Should you cough up extra cash for a better seat in coach? That depends on how tall you are, how long the flight lasts—and how badly you covet a speedy exit. Click on the image above to pop up our guide to mini-upgrades.
BUDGET TRAVEL TIPS
Upgrade Secrets from the Experts!
C'mon. You know you want one. You've seen other folks ushered into first class, given the key to a hotel suite that's a lot bigger than the one they paid for, or peel out of the rental lot in a way hotter car than the one they can afford. What's their secret? Read on to learn how our top travel experts get upgraded.
I have a long, transcontinental flight coming up. I dread being cramped in a coach seat, but I can't afford first class. What are my chances of getting bumped up for free?
They're actually better now than ever. To cut costs, some U.S. airlines have been offering fewer flights in recent years, and coach can be overbooked. If a carrier bumps passengers, it's frequently required to provide either a substitute flight or a refund or both, per government regulations. The airline may not want to bump people if first-class seats are available.

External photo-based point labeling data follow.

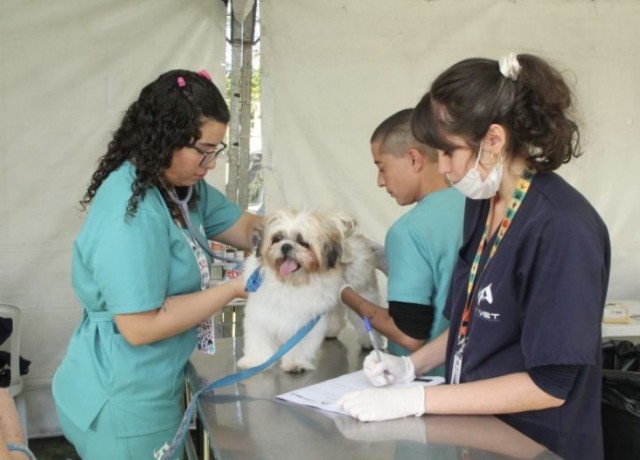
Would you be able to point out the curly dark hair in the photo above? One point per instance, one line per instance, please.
(534, 109)
(165, 117)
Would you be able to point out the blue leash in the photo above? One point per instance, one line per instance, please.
(253, 282)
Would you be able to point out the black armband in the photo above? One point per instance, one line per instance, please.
(413, 319)
(556, 380)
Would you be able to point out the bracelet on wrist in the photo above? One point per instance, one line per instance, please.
(15, 447)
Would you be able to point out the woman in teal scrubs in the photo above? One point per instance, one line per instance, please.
(140, 269)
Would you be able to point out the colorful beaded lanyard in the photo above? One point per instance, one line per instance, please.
(522, 187)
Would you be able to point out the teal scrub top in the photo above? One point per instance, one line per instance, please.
(421, 248)
(124, 266)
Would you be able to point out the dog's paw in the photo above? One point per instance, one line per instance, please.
(247, 361)
(297, 368)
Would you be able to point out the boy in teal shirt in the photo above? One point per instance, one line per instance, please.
(420, 247)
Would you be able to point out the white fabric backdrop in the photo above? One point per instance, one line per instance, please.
(332, 70)
(68, 71)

So how do carriers select the lucky few who get ferried to first class? It's all about the miles. Computers track frequent-flier and program miles and upgrade passengers automatically, based on who has earned the most. About 95 percent of those in first class on domestic flights last year were upgraded or used frequent-flier miles (sometimes with an additional fee), according to Joel Widzer, author of The Penny Pincher's Passport to Luxury Travel. But you need a lot of miles to qualify: Delta requires you to fly at least 25,000 a year to qualify for its entry-level Silver Medallion level. On the other hand, you can sometimes find upgrade certificates for sale online, courtesy of frequent fliers who can't use them before their expiration date. For instance, some United/Continental vouchers on eBay start with bids as low as $1.
But even if you don't travel often, simply being a member of the airline's frequent-flier program helps your chances. It indicates some level of brand loyalty. Having an airline-sponsored credit card in your name helps, too, though those may come with hefty annual fees.
Does dressing up so that you look like you'd belong in first class improve your chances of getting upgraded?
Looking polished helps, but not as much as it once did. There's one outfit that seems to work better than even the finest couture: a military uniform. In the past few years, it's not unusual to see a first-class passenger give up his or her seat for military personnel.
Any other tips for flights?
Remember that gate agents deal with a lot of demanding, obnoxious passengers, and offering a few kind words and a smile goes a long way. John E. DiScala, founder of travel-advice site johnnyjet.com, reveals that chocolate helps him get upgraded-or at least moved to a better coach seat-about half the time. DiScala says he brings one-pound chocolate bars for the gate agents and flight crew, who have discretion on seating after the cabin door closes.
Some people swear by the sob- or celebration-story strategy. Personally, I wouldn't go this route unless you really are a newlywed, on your way to a funeral, etc. Karma, you know.
Showing up late might work, but it's risky. A man sitting next to me once in business class on Air New Zealand was huffing and puffing-he confessed to being intentionally late for every international flight, because then they rush you on the plane and into any available seat. Of course, the downside is you'll be turned away if the flight is already full.
One big upgrade advantage is flying solo. Airlines try to put families together, and they may need your coach seat to do that. Chances are there's only one empty seat in first or business class.
Finally, before you book the flight, you may want to consider trading in your frequent-flier miles for an upgrade, though the numbers may be steep: On Delta, it takes 10,000 miles for an upgrade on domestic round-trip tickets and 30,000 miles for flights from the U.S. to Europe-but that's not applicable on certain discount fares. That said, there are more opportunities now than ever to earn frequent-flier miles, not only by traveling but also through credit cards, hotel stays, car rentals, and online shopping sites. "When you consider that one can earn three points per $1 spent on a credit
card, 10,000 miles seems less daunting," Widzer points out.
A friend of mine ended up getting upgraded to a suite at a hotel in Vegas. She's not a high roller, so how did she land that freebie?
Just as with airlines, brand loyalty really helps. If you're visiting a chain hotel, sign up for its frequent-traveler program.
Also, according to Widzer, you're more likely to get upgraded if you book directly with the property, on the hotel's website or by phone, rather than with a third party, such as hotels.com. "Booking direct is by far the biggest thing you can do to get an upgrade," Widzer advises. If you see a lower price online, call the hotel and ask them to match it.
Unlike with the airlines, however, you are most likely to get a hotel upgrade if you travel during a low-occupancy time, such as weekends at business-oriented hotels. When vacant suites are available, the hotel may bump you up, hoping to impress you and gain future business. You also may have better luck at a new property that's angling to create good word of mouth.